Он тотчас явился, без предупреждения и возражений, устрашающе покойный и уверенный. Сколь бы велико ни было его сходство с Богом, он не способен вселить радость в душу, и наивеличайший дар его, далеко превосходящий все услады, тешащие плоть едину, есть безмолвный, одинокий, ледяной покой, подобный вкушанию небытия. Когда дар сей предложен и принят, хранящий нас ангел в смущении отворачивает лик свой.

Он явился, и исступление Мушетты кончилось, как по мановению волшебного жезла, сердце забилось медленно, тепло постепенно разлилось по ее членам. Тело и душа ждали, расчетливо и твердо, без праздного нетерпения, того, чему должно было случиться. Почти одновременно мозг представил ожидаемое событие и полностью сознал его смысл.
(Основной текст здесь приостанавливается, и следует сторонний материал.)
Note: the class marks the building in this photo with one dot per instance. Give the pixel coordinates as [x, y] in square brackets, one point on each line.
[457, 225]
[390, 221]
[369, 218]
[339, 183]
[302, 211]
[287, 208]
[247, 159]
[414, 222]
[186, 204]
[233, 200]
И Мушетта поняла, что настал час умертвить себя. Как можно скорее, немедленно.

Тело еще пребывало недвижимо, но разум устремился уже по пути избавления, и она пустилась вослед ему. Странная вещь, один взгляд ее был смутен и нерешителен. Все чувства Мушетты сосредоточились в концах пальцев, в ладонях проворных рук. Она отворила дверь своей комнаты, так, чтобы петли не скрипнули, потом дверь в спальню отца (его никогда не бывало там об эту пору), нашла на привычном месте его опасную бритву и открыла ее. И вот она уже снова в своей горнице стоит на цыпочках у зеркала, откинув голову так, что перед глазами ее напряглось беззащитное горло… Подавив сильное желание всадить лезвие сразу, она сознательно-безжалостно надавила и услышала хруст хрящей. Последним ее воспоминанием была теплая струя, ударившая в руку у самого сгиба ее.